The new income-generating replacement property gives the investor the double gain of added income and
savings from tax that would have otherwise gone to the IRS coffers.


Besides saving the buyer from a huge tax burden coming in the guise of capital gains, the instrument offers
maximum immunity and flexibility in reinvesting the money gained from the sale in a replacement property
within a given period.


The exchange being time-bound is no kid’s play either. In every exchange of this kind, Qualified
Intermediaries (QI) plays a crucial role connecting the buyer and seller. The Federal Tax Code makes
service of QI mandatory since 1991 in any exchange.


The federal nature of the 1031 Exchange regulations make the Qualified Intermediary play a wizard in
guiding and structuring the exchange, satisfying all parameters and suiting the goals of the clients. It is the
QI who does the paperwork required by the IRS to document the exchange. The QI carefully prepares all
documents and serves the parties with copies of the exchange agreement, novation agreement and escrow
instructions.


The Exchange Agreement reads like a contract between the Exchanger and a Qualified Intermediary. The
Exchanger explicitly agrees to transfer his old property to the Intermediary, in lieu of a new property to be
supplied by the latter within 180 days. The contract outlines all terms and conditions under which the
exchange of properties should take place.

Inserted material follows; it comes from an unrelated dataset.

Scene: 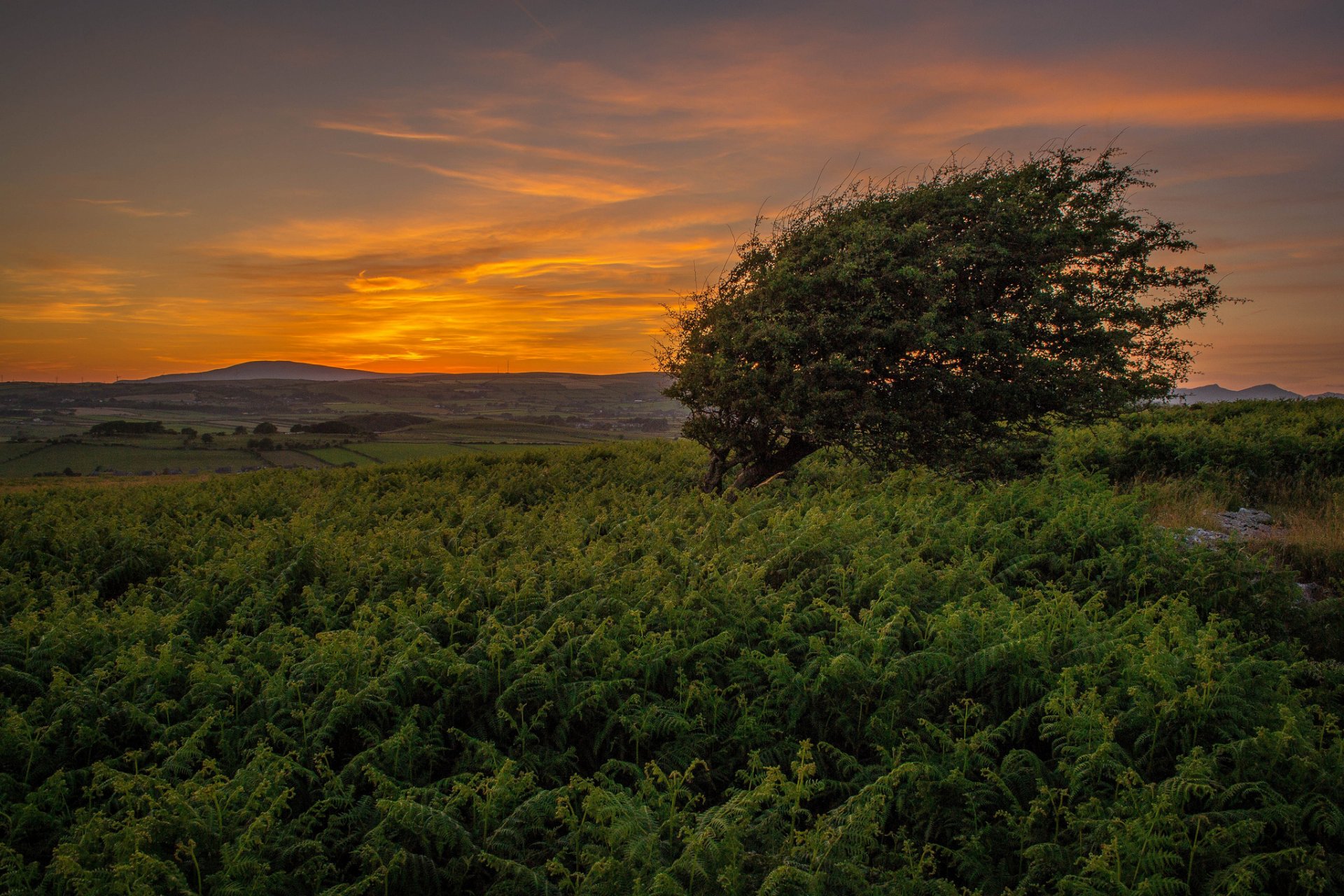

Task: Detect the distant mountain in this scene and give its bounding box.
[140,361,399,383]
[1167,383,1316,405]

For a 1031 Exchange to take effect, both the old property as well as the new property should be in the
category of investment property, capable of generating income. The examples could be rental property, bare
land, vacation homes or more.


As soon as the old property is sold, within 45 days the seller has to come out with a list containing two or
three probable properties fit for replacement. And the whole process of purchasing the new property or
replacement property from the list must be over in a period of 180 days.


The exchange becomes bona-fide only when the title stays intact and whosoever held title to the old
relinquished property gets the title of the new property.


In between the sale and purchase of property, the seller of the old property would get no access to the money
he accrued from the sale, as the money will be vested with the ‘Qualified Intermediary’ till the exchange
gets over.


This 1031 Exchange process has matured and had many names in the past including Like Kind Exchange,
Deferred or Delayed Exchange, Simultaneous or Concurrent Exchange, Starker Trust or Exchange, Alderson
Exchange, Reverse Exchange, Two, Three, or Four Party Exchange and Baird Exchange.